RBP: I don’t know about anybody stepping up, but there’s definitely a lot of talent in North Carolina. North Carolina is just one of those places where the scene has almost dissolved, and it don’t support its own. Like I said, there’s a lot of talent, but I don’t know if anybody is going to take the flag.            Dive: J. Cole was supposed to headline a show at Cat’s Cradle recently but cancelled to go on a college tour. Don’t you think that puts a bad taste in the home state’s support’s mouth?

P: Hey, everybody got a mortgage.

RBP: Thing is, what some people don’t understand about touring is that you can have something set up in advance. Like, I got something for a show in August. If something crazy comes up between now and then that hadn’t presented itself when I booked the August show way back, then I’m kind of at a crossroad.

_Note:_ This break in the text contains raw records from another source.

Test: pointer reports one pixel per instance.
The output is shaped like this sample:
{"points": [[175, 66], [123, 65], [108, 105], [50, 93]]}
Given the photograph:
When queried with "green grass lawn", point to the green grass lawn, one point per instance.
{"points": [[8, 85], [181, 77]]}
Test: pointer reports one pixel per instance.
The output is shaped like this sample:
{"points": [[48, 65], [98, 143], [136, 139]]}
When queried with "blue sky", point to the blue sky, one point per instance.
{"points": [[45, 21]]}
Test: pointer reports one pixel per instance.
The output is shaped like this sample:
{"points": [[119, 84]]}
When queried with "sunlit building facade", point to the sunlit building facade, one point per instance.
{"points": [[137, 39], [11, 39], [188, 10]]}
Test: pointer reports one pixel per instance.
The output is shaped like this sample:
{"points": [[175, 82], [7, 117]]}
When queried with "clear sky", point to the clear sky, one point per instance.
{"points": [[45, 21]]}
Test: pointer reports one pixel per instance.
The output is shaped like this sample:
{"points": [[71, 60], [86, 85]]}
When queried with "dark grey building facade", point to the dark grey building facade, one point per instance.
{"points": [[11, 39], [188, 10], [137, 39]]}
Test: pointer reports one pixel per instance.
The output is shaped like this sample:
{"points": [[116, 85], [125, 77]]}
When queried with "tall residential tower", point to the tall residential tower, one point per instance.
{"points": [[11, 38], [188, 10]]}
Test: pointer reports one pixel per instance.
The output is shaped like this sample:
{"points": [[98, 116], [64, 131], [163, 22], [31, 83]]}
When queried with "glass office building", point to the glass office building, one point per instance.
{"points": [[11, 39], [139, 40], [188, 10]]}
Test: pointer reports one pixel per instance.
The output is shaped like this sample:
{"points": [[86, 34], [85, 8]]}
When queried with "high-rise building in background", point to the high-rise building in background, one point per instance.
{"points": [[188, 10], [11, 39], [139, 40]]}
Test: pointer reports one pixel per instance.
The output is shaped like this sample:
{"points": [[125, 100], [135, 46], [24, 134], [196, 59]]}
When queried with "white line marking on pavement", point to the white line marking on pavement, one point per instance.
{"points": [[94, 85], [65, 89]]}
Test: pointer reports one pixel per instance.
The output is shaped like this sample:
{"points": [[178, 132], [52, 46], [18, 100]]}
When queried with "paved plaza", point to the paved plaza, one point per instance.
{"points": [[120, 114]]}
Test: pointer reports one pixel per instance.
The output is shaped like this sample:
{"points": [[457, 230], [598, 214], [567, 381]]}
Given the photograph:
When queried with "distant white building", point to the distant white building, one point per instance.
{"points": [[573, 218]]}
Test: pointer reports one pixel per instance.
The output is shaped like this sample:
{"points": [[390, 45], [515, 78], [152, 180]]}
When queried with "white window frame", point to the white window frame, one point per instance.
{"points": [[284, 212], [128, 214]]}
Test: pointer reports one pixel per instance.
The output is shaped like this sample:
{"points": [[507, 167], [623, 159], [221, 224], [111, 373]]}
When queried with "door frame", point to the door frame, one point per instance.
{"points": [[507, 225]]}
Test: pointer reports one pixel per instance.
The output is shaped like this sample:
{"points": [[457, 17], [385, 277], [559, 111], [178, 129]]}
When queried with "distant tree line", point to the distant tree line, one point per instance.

You can always reschedule a one-off, but if an opportunity presents itself that you can’t get back you have to take it. I can get back another show at the Cradle but I can’t get back a whole tour.

Dive: What’s the immediate future for you guys?

RBP:
I got a collaboration record with my man Rock C out of California; my solo record; building my sport venture brand, Pooh on Sports, taking it as far as I can.

P: I’ll just be continuing to work with Nicolay and building the Foreign Exchange Music brand. We got Yahzarah’s and Zo!’s  albums coming out soon and the new Foreign Exchange record in October. I’ll do a solo record sometime, but developing the FE brand is the goal right now.